Zirille promotes the free lunch in his marketing materials to low-income families. He is convinced the meals are a key reason — along with the camp’s structured activities and adult supervision — why parents enroll their children in the day camp.

Yet, the federal summer food program is underused across the state. According to surveys, 80 percent of the students who are enrolled in the school meal programs do not utilize the federal summer food assistance. Of those families, nearly half say they did not know about the program.

Therefore, before summer break arrives, educators have an opportunity to inform students and their parents about local providers of the summer food program. Delivering this information becomes much more difficult when the students scatter for the summer.

In addition, religious congregations, service clubs and other community organizations also can publicize local summer food locations — and if possible provide transportation — as part of their dedicated efforts to serve low-income neighbors.

While the summer food program can stretch a poor family’s grocery budget — which often relies on food stamps that do not keep up with rising food prices — Indiana’s growing poverty rate means too many kids will still suffer food insecurity.

This is where private charity can make a difference. As you enjoy the bounty of summer — barbeques, soft fruit and, yes, fresh fish from the lake — consider buying a bag of groceries each week for a family in need. Food banks and food pantries are located in local communities across Indiana. Food charities are busy during the holiday season, but they often run low during the summer months — even though demand increases as students leave the school-based meal programs.

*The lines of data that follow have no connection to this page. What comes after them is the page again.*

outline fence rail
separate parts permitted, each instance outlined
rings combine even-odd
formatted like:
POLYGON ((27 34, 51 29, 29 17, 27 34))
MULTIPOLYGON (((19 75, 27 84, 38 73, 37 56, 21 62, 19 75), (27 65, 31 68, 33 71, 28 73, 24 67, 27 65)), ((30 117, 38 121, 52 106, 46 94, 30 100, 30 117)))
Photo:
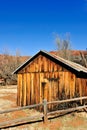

DOE, meanwhile, is recruiting more providers for the federal food program which last summer existed in just 68 of Indiana’s 92 counties.

“Programs like this run effectively because of the ways communities work together,” said Lauren Auld of the Indiana Department of Education. “We appreciate the collaboration that we get from communities to make these programs work – schools, churches, YMCA’s, Salvation Armies, summer camps, nonprofits and food banks.

“It is our hope that other organizations similar to these in counties where there isn’t a site will step up to the plate.”